Sanders-Brown Center on Aging, 800 S. Limestone, University of Kentucky, Lexington, KY 40536, USA.
Sanders-Brown Center on Aging, 800 S. Limestone, University of Kentucky, Lexington, KY 40536, USA ; Department of Anatomy and Neurobiology, 800 S. Limestone, University of Kentucky, Lexington, KY 40536, USA.
Alzheimers Res Ther. 2013 May 24;5(3):28. doi: 10.1186/alzrt182. eCollection 2013.

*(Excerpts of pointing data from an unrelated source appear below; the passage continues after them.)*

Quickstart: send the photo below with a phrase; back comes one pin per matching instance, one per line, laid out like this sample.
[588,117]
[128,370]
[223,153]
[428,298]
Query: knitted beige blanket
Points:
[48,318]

Despite the extensive mechanistic and pathological characterization of the amyloid precursor protein (APP)/presenilin-1 (PS-1) knock-in mouse model of Alzheimer's disease (AD), very little is known about the AD-relevant behavioral deficits in this model. Characterization of the baseline behavioral performance in a variety of functional tasks and identification of the temporal onset of behavioral impairments are important to provide a foundation for future preclinical testing of AD therapeutics. Here we perform a comprehensive behavioral characterization of this model, discuss how the observed behavior correlates with the mechanistic and pathological observations of others, and compare this model with other commonly used AD mouse models.

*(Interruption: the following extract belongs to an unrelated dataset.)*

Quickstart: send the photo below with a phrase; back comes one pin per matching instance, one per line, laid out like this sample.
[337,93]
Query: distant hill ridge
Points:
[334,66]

FOUR DIFFERENT GROUPS OF MICE RANGING ACROSS THE LIFESPAN OF THIS MODEL (TEST GROUPS: 7, 11, 15, and 24 months old) were run in a behavioral test battery consisting of tasks to assess motor function (grip strength, rotor rod, beam walk, open field ambulatory movement), anxiety-related behavior (open field time spent in peripheral zone vs. center zone, elevated plus maze), and cognitive function (novel object recognition, radial arm water maze).

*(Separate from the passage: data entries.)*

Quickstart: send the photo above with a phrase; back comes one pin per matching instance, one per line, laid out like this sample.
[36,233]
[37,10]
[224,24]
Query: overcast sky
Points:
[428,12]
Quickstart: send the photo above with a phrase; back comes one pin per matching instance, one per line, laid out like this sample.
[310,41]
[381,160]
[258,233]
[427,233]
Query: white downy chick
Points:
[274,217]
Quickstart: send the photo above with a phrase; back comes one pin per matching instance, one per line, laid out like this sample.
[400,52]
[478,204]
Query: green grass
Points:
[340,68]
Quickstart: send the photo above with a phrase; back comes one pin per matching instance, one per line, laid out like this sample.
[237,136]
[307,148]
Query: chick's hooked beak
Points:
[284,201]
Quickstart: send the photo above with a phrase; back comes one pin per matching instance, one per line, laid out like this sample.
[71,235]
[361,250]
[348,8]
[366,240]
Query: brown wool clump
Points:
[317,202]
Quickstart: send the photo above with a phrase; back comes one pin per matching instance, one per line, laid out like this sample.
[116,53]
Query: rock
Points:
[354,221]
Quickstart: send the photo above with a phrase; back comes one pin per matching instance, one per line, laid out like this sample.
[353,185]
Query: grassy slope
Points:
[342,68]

There were no differences in motor function or anxiety-related behavior between APP/PS-1 knock-in mice and wild-type counterpart mice for any age group. Cognitive deficits in both recognition memory (novel object recognition) and spatial reference memory (radial arm water maze) became apparent for the knock-in animals as the disease progressed.
This is the first reported comprehensive behavioral analysis of the APP/PS1 knock-in mouse model of AD. The lack of motor/coordination deficits or abnormal anxiety levels, coupled with the age/disease-related cognitive decline and high physiological relevance of this model, make it well suited for utilization in preclinical testing of AD-relevant therapeutics.
尽管淀粉样前体蛋白(APP)/早老素-1(PS-1)敲入阿尔茨海默病(AD)小鼠模型的机制和病理学特征得到了广泛的研究,但对该模型中与 AD 相关的行为缺陷知之甚少。在各种功能任务中对基线行为表现进行特征描述,并确定行为损伤的时间发生,对于为未来 AD 治疗药物的临床前测试提供基础非常重要。在这里,我们对该模型进行了全面的行为特征描述,讨论了观察到的行为与其他人的机制和病理学观察结果的相关性,并将该模型与其他常用的 AD 小鼠模型进行了比较。
跨越该模型生命周期的四个不同组别的小鼠(测试组:7、11、15 和 24 个月大)在一个行为测试组合中进行测试,该组合包括评估运动功能(握力、转棒、走棒、旷场活动)、焦虑相关行为(旷场时间在周边区域与中心区域的分布、高架十字迷宫)和认知功能(新物体识别、放射臂水迷宫)的任务。
在任何年龄组,APP/PS-1 敲入小鼠与野生型对照小鼠之间在运动功能或焦虑相关行为方面均无差异。随着疾病的进展,敲入动物在两种认知功能(新物体识别的识别记忆和放射臂水迷宫的空间参考记忆)中均出现认知缺陷。
这是首次对 APP/PS1 敲入 AD 小鼠模型进行全面的行为分析。该模型缺乏运动/协调缺陷或异常的焦虑水平,再加上该模型具有与年龄/疾病相关的认知下降和高度的生理相关性,使其非常适合用于 AD 相关治疗药物的临床前测试。